I wrote the below experiences a few years ago after a trip to my ancestral homeland, Ireland. It was in response to an individual about not casting his pearls before swine. A friend of mine was the swine.
I was in Ireland last month. I visited rock cairns and rock circles that date 5000 and 6000 years ago. As my daughter and I crawled over and into the cairns and circles I was over whelmed. Did I feel the spirit, absolutely. It was incredible for me to see and feel the spirit of those who lived so long ago and appreciate the culture of my ancestors who roamed the landscape and built the monuments for their religious beliefs.

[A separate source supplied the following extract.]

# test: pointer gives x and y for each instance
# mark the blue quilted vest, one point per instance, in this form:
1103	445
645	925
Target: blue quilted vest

My cousin who was our tour guide told me about an elderly Irish man who asked my cousin if he knew who built the cairns. My cousin gave him the pat answer that it was our ancient ancestors, the older gentleman looked at him in shock and said, “Oh no it was the fairies who built the rock mounds”. I don’t think my appreciation for the ancients is any less valuable or less spiritual than than the older gentleman’s belief in fairies. I had the same experience when I visited the priory’s, cathedrals, church of Ireland, and Catholic Church sacred spots. I don’t believe in, nor am I a member of these religions but I had equally moving experiences at each of these spots and the spirit there did touch my heart.

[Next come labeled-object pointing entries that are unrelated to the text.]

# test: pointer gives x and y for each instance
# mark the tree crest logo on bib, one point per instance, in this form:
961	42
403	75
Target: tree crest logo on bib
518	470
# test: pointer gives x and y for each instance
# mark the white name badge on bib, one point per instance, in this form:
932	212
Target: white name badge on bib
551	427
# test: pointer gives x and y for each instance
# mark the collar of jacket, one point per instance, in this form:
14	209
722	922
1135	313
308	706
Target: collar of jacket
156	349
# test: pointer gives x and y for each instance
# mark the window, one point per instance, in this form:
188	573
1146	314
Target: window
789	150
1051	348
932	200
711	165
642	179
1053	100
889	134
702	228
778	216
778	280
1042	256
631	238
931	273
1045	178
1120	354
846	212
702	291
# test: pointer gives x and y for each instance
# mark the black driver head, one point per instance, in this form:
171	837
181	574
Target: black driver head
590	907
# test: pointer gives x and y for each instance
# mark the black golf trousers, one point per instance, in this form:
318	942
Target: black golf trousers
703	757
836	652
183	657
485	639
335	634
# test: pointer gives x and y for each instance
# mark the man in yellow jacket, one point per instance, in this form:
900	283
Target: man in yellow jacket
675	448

A few years ago I traveled to Palmyra and Kirtland. For me a kid growing up in the west it was a dream come true. Being in the Whitney store where the school of the prophets was held, the Johnson farm house where “The Vision” was received by Joseph and Sydney, and the Kirtland Temple where visions galore happened were all “faithful” wonders. I felt the spirit. I didn’t cry like the sister missionary did as the told us Pres. Hinckley is God’s chosen leader on earth, but I felt the spirit of Joseph and Sidney sitting in front of that window, over looking the beautiful Hiram landscape and reading the bible. Feeling what they felt and trying to see what they saw. I doubt my experience was any less spiritual or faithful than the fine sister missionary. I sat in the temple, just me and Lachlan Mackay, talking about Joseph and Joseph sen. (Lachlan Mackay’s ancestors) rising to the podium and giving sermons and prayers, and Sidney Rigdon reading the dedication. We both sat in silence and pondered. What a time. I reflected on my wife’s 4th great grandmother holding her son, my wife’s 3rd great grandfather, in those pews I was sitting in, listening to Joseph and I felt their spirit and had faith that the people at the time saw and heard things that they believed were marvelous. As I walked around Cumorah and had the sun going down in the west and the breeze blowing through the trees I felt Alvin and Joseph’s presence, looking for buried treasure, both secular and religious. I thought and felt Joseph running with the plates thinking that some evil force or person was after him. I wondered if it was after me as I walked by myself as the sun was setting.
I have come up with a few questions after reading my earlier comments and Jared’s posts.
*What makes sacred space for you?
*Do you have sacred space outside a Mormon Temple?
*Do you have to believe in “angels and gold plates” to have sacred space?
* Is sacred space for us or God and why?